I know I can performance test the cases but there’s a lot of different hw out there, as well as driver versions and no matter how much I read I can’t beat the experience of real world use you guys have… (For instance, it seems that nVidia is much faster when it comes to VRAM-DRAM than ATI).

Any pointers, comments or suggestions are much appreciated. Code even more so, if you have it.

Btw, a short q, can memory be copied VRAM->DRAM using DMA or is that just VRAM->VRAM? DMA is good since it free up the CPU for other stuff. It won’t reduce the latency but it will improve the throughput (both of which are important in a VNC app).

Cheers,
Mikael Grev

system · September 15, 2009, 2:49pm

One of the important things is to match the format of the back buffer and this format is usually GL_BGRA
1920x1200x32 bpp = 8.78 MB

It would be better to just play back the same GL commands on the other computer. Probably will cost less network traffic.

_x57 · September 16, 2009, 5:30am

Despite V-man’s reasonable point …

yes, transfer VRAM->DRAM can be asynchronous using pbo to first do a quick VRAM->VRAM copy and then map the VRAM to DRAM. There is a nvidia whitepaper describing some details that helped me … just google for “fast texture transfers”…

Also, you probably could perhaps use pixel transfer operations to do the scale/flip on the gpu, but i am not an expert with this.

Mikael_Grev · September 16, 2009, 12:33pm

Thanks guys,

I really would like to just transfer the GL commands but unfortunately I only work on pixels and OpenGL will only be used on Mac and possibly Linux.

A followup, is it possible to copy from the front buffer to a texture/PBO with scale+flip y in one go?

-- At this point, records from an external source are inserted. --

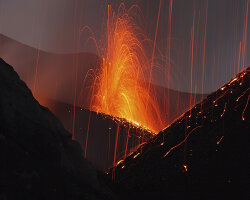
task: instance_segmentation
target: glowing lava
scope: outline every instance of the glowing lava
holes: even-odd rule
[[[115,14],[108,6],[106,48],[93,81],[91,109],[157,133],[163,125],[157,101],[146,82],[151,66],[144,48],[147,39],[133,17],[136,9],[133,6],[126,10],[121,4]]]

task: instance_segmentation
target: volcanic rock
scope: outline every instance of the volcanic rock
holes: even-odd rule
[[[0,199],[108,197],[81,146],[0,59]]]
[[[101,171],[112,167],[114,161],[116,163],[124,159],[139,144],[147,142],[154,135],[122,118],[96,113],[78,106],[74,108],[73,105],[54,100],[48,100],[45,104],[58,116],[67,130],[72,131],[74,123],[74,139],[81,144],[87,160]]]
[[[124,199],[249,199],[250,68],[110,169]]]

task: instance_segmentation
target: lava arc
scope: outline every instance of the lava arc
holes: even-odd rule
[[[91,109],[157,133],[163,128],[162,117],[154,91],[148,87],[148,39],[136,24],[136,9],[126,10],[121,4],[115,14],[108,6],[106,48],[93,80]]]

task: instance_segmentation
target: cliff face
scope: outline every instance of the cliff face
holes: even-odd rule
[[[250,196],[250,68],[184,113],[116,168],[134,199]]]
[[[0,199],[105,199],[95,169],[0,59]]]

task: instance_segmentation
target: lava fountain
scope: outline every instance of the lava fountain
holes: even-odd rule
[[[108,6],[106,48],[92,84],[91,110],[157,133],[163,122],[147,82],[152,65],[145,50],[148,39],[136,24],[137,9],[132,6],[126,10],[121,4],[115,14]]]

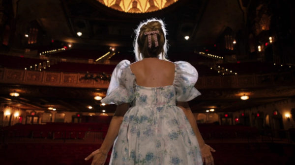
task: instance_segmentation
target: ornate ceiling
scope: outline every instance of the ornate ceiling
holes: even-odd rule
[[[174,3],[178,0],[96,0],[106,6],[120,11],[142,13],[151,12]]]

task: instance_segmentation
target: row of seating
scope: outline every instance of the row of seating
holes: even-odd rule
[[[275,143],[207,143],[215,165],[295,165],[295,145]],[[1,165],[89,165],[84,158],[97,144],[9,143],[0,148]],[[105,165],[108,165],[111,151]]]

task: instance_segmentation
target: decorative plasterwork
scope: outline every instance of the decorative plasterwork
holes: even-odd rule
[[[120,11],[142,13],[161,10],[178,0],[96,0]]]

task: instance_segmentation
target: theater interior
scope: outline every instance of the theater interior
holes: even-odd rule
[[[292,1],[0,0],[0,164],[91,165],[113,71],[156,18],[168,59],[198,71],[188,103],[214,164],[295,165]]]

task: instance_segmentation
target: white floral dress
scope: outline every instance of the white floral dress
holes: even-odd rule
[[[159,87],[138,85],[128,60],[116,67],[101,102],[132,106],[124,116],[110,165],[203,165],[191,126],[176,105],[201,94],[194,87],[198,72],[188,62],[174,64],[173,85]]]

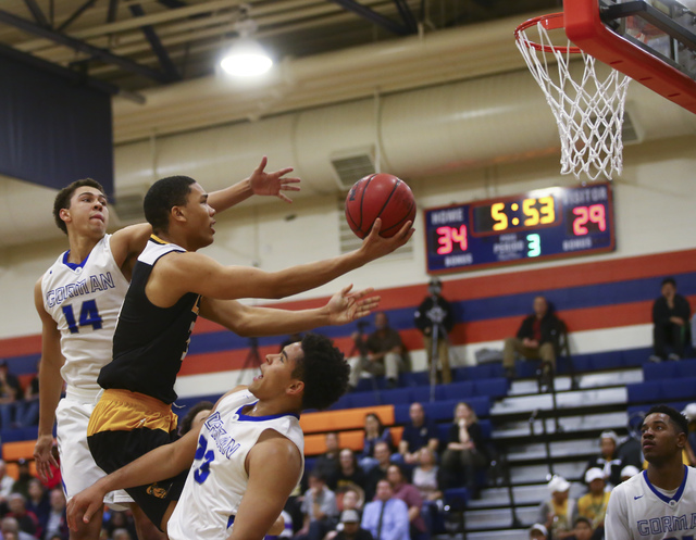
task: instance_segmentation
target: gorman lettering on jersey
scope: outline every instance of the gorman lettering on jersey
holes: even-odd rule
[[[235,439],[227,434],[227,430],[220,418],[219,412],[215,412],[208,417],[206,420],[206,427],[210,431],[210,437],[215,441],[217,450],[225,457],[232,457],[232,455],[239,450],[239,447],[241,447],[241,444],[235,441]]]
[[[115,289],[111,272],[89,276],[80,281],[67,284],[64,287],[57,287],[46,293],[46,305],[53,307],[62,304],[65,300],[79,297],[80,294],[89,294],[98,290]]]
[[[680,530],[696,529],[696,512],[681,516],[662,516],[652,519],[639,519],[636,523],[642,536],[661,535],[663,532],[679,532]]]

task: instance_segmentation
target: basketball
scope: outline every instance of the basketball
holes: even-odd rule
[[[406,222],[415,217],[415,199],[407,184],[390,174],[372,174],[358,180],[346,198],[346,219],[358,238],[382,219],[380,235],[396,235]]]

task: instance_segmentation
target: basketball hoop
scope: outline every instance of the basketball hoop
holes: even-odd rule
[[[514,39],[532,75],[544,90],[561,138],[561,174],[595,180],[621,174],[623,109],[631,80],[616,70],[606,78],[595,72],[595,59],[567,39],[551,42],[548,30],[564,28],[563,13],[543,15],[522,23]],[[538,36],[537,36],[538,35]],[[582,58],[582,76],[574,80],[571,61]],[[556,65],[555,65],[556,64]]]

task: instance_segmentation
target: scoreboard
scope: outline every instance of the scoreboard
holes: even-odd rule
[[[613,251],[610,184],[425,210],[432,274]]]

Or do I need to go via an intermediate texture?

Cheers,
Mikael

system · September 16, 2009, 2:18pm

glReadBuffer(GL_FRONT)
but calling glReadPixels will not do scaling and flipping.

Scaling can be handled by calling glViewport, glEnable(GL_SCISSOR) and glScissor before rendering the scene.
Flipping can be done with a appropriate call to glScale on the modelview matrix.

There is also the GL_EXT_framebuffer_blit than can do scaling and flipping.